Prime Minister Giorgi Gakharia has resigned as Georgian Prime Minister, citing an arrest warrant issued for opposition leader Nika Melia.

Gakharia announced his resignation on Thursday morning stating he had differences of opinion with other members of Georgian Dream. He warned that the arrest of Nika Melia, the chair of the United National Movement Party (UNM) was a dangerous political escalation and was ‘unacceptable’. 

Tbilisi City Court ordered Melia’s arrest on Wednesday for violating his bail conditions, leading to widespread condemnation from opposition groups and concern from Georgia’s Western allies.
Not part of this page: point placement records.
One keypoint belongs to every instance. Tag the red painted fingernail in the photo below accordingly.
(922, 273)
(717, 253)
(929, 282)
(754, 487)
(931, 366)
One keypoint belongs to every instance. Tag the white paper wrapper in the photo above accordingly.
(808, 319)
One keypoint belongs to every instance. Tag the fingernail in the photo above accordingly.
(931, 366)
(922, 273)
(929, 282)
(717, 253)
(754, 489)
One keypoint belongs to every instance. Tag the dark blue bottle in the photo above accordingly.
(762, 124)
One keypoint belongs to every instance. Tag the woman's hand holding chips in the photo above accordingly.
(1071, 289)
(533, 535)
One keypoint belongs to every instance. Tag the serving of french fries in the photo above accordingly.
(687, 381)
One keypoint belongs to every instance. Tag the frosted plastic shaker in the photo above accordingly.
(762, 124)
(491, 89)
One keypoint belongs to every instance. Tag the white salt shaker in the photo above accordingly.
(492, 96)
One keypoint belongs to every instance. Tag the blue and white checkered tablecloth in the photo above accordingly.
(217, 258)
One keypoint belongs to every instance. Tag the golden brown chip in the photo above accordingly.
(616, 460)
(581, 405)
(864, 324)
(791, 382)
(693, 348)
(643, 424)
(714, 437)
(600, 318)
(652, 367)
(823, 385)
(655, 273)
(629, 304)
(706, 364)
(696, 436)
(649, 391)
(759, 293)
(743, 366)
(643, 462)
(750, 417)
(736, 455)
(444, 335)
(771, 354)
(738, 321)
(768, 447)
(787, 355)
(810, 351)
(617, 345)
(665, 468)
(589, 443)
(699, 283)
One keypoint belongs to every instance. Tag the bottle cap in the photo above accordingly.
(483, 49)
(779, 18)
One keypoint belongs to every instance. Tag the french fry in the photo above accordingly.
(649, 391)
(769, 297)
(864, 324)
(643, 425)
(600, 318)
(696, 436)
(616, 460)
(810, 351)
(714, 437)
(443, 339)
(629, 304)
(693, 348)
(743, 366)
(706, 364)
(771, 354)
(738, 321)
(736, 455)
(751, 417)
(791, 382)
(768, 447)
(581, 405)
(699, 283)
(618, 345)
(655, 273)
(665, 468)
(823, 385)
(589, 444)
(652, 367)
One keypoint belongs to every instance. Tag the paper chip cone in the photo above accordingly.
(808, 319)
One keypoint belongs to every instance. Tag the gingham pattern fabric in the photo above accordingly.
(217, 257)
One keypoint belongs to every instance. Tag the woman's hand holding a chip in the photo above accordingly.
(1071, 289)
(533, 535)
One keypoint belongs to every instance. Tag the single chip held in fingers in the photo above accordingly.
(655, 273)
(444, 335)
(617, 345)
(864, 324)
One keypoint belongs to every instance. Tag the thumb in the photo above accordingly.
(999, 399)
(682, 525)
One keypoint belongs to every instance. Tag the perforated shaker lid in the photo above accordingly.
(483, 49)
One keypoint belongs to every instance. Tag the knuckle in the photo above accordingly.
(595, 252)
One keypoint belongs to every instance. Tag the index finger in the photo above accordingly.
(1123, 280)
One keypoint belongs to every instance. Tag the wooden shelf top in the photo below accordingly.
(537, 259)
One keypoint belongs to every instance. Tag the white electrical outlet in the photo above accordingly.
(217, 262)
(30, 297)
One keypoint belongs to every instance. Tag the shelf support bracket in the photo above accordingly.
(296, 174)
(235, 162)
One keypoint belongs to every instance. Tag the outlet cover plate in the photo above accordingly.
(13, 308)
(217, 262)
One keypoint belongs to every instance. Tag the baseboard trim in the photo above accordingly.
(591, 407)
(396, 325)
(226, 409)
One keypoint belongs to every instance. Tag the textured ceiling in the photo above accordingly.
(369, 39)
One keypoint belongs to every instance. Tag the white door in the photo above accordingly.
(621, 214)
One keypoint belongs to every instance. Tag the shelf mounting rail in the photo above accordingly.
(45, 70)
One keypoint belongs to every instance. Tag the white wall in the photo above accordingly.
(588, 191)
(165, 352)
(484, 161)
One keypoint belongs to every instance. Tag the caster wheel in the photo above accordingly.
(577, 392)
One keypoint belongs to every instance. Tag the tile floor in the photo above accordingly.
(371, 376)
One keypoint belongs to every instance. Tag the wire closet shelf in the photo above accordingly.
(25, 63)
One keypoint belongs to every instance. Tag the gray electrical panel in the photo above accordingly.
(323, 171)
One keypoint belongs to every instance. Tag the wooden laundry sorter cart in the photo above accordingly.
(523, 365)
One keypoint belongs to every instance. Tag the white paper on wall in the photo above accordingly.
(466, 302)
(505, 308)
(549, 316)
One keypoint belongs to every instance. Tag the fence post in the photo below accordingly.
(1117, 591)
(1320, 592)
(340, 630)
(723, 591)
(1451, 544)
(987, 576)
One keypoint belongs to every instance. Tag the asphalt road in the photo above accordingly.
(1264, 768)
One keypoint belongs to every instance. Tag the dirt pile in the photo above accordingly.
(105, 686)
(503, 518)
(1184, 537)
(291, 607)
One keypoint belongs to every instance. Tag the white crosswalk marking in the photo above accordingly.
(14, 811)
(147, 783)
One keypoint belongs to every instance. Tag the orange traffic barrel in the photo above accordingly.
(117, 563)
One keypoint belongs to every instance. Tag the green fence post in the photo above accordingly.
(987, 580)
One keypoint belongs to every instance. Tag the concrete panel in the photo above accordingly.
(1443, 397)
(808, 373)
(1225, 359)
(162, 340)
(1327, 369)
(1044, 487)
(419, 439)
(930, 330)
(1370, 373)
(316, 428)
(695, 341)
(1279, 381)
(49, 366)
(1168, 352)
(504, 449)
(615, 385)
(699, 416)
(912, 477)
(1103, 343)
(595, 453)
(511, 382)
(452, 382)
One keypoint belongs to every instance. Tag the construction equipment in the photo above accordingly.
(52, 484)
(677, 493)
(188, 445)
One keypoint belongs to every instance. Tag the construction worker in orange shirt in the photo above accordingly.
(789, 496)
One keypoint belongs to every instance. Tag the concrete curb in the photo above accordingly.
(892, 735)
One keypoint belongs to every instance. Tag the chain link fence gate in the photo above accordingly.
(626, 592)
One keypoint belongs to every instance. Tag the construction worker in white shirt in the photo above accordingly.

[Read more on OC Media: Georgian parliament again deprives opposition leader of immunity

At a press briefing at the UNM’s offices, Melia said that he ‘appreciated’ Gakharia’s decision and that there was now an ‘urgent need’ for a meeting with the government to discuss new elections.

‘The fact that Mr Gakharia resigned means that he practically admitted that there would have been bloodshed and violence here.’ 

Melia also said that snap-elections were the only way to end the crisis in Georgia. 


In his resignation speech, Gakharia said he hoped his resignation would reduce political polarisation.

‘It is my firm position that the execution of justice against one specific individual, even lawfully, if it risks the health and lives of our citizens or generally creates a risk for political escalation in the country, is unacceptable.’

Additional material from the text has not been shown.